Commercial trajectory
Root AI was acquired by AppHarvest in 2021 for approximately $60 million. AppHarvest cited Virgo as central to its competitive moat in large-scale indoor farming. AppHarvest's bankruptcy in 2023 cut short commercial deployment at scale, making Virgo a significant cautionary case study in agricultural robotics commercialisation and the economics of large-scale indoor farming.
Limitations
- Commercial deployment curtailed by AppHarvest bankruptcy
- Current IP and technology ownership status post-bankruptcy unclear
- Greenhouse truss tomato system specific — not applicable to field or vine tomatoes
- Picking speed at full commercial scale not publicly validated pre-bankruptcy
FAQ
Is the Virgo tomato robot still available?
AppHarvest, which acquired Root AI in 2021, filed for bankruptcy in 2023. The current status of the Virgo technology and IP ownership should be verified through bankruptcy proceedings. As of 2024, the Virgo is not commercially available through a known operating entity.

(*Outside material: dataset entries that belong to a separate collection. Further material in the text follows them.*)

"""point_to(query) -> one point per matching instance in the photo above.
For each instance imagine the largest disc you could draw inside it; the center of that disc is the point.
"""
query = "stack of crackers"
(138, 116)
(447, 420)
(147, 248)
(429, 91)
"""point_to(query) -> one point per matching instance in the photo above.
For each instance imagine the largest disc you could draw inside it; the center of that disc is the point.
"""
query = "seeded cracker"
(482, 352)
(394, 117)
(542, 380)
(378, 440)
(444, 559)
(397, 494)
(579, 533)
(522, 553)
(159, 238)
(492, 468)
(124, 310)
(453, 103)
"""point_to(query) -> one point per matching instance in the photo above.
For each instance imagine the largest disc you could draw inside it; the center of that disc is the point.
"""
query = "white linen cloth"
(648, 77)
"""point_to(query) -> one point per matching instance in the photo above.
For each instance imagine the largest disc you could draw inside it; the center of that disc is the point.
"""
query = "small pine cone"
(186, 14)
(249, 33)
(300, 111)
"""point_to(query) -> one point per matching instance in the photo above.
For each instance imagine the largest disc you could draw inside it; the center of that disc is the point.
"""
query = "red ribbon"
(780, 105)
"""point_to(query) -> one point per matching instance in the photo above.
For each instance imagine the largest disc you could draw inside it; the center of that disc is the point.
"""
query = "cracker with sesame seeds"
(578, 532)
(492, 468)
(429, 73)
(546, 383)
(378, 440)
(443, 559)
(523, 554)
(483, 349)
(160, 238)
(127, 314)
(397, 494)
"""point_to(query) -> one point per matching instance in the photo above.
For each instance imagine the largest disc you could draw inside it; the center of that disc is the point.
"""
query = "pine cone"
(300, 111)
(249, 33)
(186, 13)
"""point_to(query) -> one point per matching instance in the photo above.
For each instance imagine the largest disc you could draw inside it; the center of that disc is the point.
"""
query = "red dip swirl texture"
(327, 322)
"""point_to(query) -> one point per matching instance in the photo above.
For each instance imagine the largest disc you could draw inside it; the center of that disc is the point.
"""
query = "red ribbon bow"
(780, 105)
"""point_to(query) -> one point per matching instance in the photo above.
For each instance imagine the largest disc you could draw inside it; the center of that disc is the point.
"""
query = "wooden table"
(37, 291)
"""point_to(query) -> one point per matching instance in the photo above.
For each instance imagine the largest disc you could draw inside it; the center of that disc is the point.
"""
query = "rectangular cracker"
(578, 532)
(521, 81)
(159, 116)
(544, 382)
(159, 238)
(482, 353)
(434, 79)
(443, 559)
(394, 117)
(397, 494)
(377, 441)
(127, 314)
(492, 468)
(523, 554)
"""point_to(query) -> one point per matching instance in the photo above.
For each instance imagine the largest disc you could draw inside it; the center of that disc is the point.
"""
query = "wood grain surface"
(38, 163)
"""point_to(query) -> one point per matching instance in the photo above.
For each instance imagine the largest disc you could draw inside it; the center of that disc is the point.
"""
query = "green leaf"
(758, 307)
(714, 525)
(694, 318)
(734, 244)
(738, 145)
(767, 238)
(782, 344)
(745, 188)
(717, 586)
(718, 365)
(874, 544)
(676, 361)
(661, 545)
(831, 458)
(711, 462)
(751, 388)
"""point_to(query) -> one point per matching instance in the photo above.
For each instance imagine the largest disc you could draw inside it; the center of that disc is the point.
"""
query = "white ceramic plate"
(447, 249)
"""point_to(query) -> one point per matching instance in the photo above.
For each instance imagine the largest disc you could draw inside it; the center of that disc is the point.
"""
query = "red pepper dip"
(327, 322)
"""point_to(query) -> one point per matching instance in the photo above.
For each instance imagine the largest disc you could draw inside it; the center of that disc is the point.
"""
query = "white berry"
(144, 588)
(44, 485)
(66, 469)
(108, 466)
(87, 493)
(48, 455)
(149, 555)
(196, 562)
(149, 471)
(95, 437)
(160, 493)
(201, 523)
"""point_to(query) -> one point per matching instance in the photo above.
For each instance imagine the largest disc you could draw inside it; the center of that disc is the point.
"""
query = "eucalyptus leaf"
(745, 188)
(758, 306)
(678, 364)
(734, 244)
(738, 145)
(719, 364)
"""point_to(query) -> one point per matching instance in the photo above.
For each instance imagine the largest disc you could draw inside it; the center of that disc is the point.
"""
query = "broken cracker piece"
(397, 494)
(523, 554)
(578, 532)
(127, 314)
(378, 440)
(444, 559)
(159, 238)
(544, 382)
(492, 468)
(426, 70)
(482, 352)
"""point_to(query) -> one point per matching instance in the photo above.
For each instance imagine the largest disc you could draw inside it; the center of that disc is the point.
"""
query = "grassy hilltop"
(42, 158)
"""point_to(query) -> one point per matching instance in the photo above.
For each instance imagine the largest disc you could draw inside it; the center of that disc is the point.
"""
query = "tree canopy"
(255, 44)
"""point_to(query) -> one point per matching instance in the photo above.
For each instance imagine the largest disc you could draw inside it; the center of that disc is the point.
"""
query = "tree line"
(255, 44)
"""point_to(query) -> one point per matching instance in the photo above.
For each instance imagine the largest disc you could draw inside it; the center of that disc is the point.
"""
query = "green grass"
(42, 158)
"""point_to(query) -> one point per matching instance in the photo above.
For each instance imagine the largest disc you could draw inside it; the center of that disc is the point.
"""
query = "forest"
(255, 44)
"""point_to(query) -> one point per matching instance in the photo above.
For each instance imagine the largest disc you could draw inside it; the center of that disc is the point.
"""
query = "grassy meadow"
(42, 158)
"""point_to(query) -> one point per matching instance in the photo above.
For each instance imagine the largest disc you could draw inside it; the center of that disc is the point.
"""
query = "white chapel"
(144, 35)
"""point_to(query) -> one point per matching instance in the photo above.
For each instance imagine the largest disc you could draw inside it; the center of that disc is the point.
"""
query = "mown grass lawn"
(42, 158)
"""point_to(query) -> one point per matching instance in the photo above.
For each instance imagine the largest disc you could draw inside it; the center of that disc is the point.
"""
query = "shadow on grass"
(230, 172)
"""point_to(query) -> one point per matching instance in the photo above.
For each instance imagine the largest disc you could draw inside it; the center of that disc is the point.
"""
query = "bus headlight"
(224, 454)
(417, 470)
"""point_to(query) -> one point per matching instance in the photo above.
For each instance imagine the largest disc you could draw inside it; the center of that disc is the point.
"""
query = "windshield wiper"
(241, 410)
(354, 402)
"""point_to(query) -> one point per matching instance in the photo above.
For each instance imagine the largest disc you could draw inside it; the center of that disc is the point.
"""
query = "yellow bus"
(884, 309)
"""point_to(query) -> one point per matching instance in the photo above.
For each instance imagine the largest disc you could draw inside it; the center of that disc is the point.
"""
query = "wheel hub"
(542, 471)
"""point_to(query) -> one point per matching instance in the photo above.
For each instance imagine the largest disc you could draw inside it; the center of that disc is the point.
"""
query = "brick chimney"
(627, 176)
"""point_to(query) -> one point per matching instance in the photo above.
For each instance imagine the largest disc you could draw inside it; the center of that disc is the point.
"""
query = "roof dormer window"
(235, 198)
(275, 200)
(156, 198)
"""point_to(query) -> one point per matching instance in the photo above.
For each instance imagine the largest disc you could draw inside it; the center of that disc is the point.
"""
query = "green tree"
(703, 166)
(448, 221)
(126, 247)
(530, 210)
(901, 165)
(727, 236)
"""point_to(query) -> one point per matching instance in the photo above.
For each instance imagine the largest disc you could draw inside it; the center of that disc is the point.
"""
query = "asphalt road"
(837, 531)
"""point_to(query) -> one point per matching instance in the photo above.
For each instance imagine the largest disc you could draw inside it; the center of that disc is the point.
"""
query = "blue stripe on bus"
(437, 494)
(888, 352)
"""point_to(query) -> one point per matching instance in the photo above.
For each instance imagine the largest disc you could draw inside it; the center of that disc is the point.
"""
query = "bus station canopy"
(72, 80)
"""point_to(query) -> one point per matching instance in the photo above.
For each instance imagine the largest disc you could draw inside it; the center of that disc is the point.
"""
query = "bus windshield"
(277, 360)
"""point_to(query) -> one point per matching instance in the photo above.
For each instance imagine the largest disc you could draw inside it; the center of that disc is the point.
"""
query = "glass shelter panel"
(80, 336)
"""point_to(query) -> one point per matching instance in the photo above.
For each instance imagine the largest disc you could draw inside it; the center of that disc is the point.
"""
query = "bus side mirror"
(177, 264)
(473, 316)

Why did AppHarvest acquire Root AI?
AppHarvest acquired Root AI in 2021 for approximately $60 million to deploy Virgo robots in its large-scale Kentucky greenhouse operations, reducing harvest labour dependency and improving yield predictability. Automated harvesting was central to AppHarvest's unit economics model.
What made the Virgo technically significant?
Virgo demonstrated commercially relevant autonomous tomato harvesting in a real greenhouse environment — one of the most technically challenging harvesting automation tasks due to variable fruit positioning, occlusion, and the need for bruise-free handling.
What happened to Root AI after AppHarvest's bankruptcy?
AppHarvest filed for Chapter 11 bankruptcy in July 2023. The disposition of Root AI's Virgo IP and technology assets as part of the bankruptcy proceedings should be verified through public bankruptcy filings.